DATABASE_URL: "postgres://localhost/myapp"
depends_on:
- postgres
- redis
restart_policy: "always"
backoff: "10s"
deployment:
strategy: "rolling"
pre_start: "python manage.py migrate"
health_check:
command: "curl --fail http://localhost:8000/health"
hooks:
on_start:
success:
command: "echo 'API started'"
on_stop:
error:
command: "curl --request POST https://alerts.example.com/api/crash"
worker:
command: >
celery -A tasks worker
--loglevel=info
depends_on:
- redis
restart_policy: "on-failure"
max_restarts: 5
backup:
command: >
pg_dump mydb >
/backups/db-$(date +%Y%m%d).sql
cron: "0 2 * * *"
Configuration sections
version
Required. Specifies the configuration schema version.
env
Optional environment variables shared by all services.
env:
vars:
LOG_LEVEL: "info"
APP_ENV: "production"
file: "/etc/myapp/common.env"
logs
Optional defaults for service stdout/stderr handling.
logs:
sink: file
max_bytes: 10485760
max_files: 5
Fields:
sink: file captures service output to systemg-managed log files. none discards service output without creating log-writer threads or files.

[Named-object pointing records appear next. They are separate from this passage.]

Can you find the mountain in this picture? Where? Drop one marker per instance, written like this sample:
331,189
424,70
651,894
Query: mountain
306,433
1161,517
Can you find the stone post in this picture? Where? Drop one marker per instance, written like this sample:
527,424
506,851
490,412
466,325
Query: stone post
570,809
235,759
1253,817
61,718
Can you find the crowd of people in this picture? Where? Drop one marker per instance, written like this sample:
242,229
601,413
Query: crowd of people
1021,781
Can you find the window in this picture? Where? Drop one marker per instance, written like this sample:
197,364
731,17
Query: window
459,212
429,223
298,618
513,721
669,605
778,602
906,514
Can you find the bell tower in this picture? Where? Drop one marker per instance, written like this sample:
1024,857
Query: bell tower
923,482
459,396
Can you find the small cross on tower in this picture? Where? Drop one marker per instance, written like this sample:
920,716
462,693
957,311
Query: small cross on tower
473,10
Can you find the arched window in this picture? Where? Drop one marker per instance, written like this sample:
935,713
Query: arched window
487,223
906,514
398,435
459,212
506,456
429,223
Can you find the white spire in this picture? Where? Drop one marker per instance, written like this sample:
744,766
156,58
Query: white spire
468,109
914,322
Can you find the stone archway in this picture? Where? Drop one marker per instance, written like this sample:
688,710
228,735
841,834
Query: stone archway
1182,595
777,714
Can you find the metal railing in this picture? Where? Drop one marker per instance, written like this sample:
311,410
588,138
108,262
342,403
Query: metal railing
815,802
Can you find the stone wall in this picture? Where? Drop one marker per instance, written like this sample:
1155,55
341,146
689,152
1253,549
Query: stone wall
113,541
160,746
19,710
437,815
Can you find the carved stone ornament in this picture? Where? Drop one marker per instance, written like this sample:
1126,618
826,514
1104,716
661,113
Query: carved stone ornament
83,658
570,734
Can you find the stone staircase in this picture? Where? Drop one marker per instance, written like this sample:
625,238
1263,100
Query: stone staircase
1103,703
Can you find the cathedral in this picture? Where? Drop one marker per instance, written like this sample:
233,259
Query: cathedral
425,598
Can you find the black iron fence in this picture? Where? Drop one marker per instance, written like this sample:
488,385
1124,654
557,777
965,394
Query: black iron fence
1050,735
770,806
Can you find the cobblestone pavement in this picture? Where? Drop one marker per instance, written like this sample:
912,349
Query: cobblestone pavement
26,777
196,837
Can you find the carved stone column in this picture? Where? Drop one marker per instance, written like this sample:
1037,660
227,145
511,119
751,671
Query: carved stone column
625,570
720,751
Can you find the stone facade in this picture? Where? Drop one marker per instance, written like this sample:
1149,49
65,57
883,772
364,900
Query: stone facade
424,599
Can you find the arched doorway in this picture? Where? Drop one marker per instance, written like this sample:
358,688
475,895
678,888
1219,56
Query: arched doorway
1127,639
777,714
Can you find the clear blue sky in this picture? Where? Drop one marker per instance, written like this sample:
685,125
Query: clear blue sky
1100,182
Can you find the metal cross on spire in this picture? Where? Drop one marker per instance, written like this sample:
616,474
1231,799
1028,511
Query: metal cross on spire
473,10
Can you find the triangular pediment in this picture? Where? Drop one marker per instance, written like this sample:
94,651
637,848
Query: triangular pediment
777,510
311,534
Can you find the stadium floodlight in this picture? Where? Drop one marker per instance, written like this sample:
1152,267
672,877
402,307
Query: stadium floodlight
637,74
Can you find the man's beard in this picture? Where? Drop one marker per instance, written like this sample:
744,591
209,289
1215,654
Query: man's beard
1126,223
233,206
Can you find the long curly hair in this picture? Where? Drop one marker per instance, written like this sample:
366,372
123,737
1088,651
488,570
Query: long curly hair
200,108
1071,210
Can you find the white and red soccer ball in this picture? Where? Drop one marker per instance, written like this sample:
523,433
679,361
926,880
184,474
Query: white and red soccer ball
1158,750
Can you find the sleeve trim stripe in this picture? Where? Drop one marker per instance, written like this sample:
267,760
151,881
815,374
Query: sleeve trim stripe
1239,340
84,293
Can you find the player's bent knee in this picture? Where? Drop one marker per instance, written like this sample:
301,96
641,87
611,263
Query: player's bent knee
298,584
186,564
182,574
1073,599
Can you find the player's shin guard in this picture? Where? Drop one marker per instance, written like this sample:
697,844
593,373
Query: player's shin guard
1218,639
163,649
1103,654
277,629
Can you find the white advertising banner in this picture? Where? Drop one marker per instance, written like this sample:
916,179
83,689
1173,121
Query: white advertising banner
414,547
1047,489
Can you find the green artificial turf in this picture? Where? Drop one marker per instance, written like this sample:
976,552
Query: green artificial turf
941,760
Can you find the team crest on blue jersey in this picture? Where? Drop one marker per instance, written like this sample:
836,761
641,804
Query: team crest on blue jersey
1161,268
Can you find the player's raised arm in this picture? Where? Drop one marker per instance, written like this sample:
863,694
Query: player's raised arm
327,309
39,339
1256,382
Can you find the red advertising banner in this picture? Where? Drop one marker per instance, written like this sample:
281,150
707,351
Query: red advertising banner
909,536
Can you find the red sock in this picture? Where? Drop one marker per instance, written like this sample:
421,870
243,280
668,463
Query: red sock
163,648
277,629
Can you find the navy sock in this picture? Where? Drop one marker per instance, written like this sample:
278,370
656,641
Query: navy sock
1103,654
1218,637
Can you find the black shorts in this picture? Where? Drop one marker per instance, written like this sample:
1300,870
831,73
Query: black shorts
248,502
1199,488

max_bytes: active log-file size before rotation for the file sink.
max_files: number of rotated files to retain per active log.
Use sink: none for noisy production services when service output is already collected by another logging pipeline.
status
Optional defaults for cached status and inspect snapshots.
status:
snapshot_mode: summary
snapshot_interval_secs: 5
Fields:
snapshot_mode: off, summary, or detailed.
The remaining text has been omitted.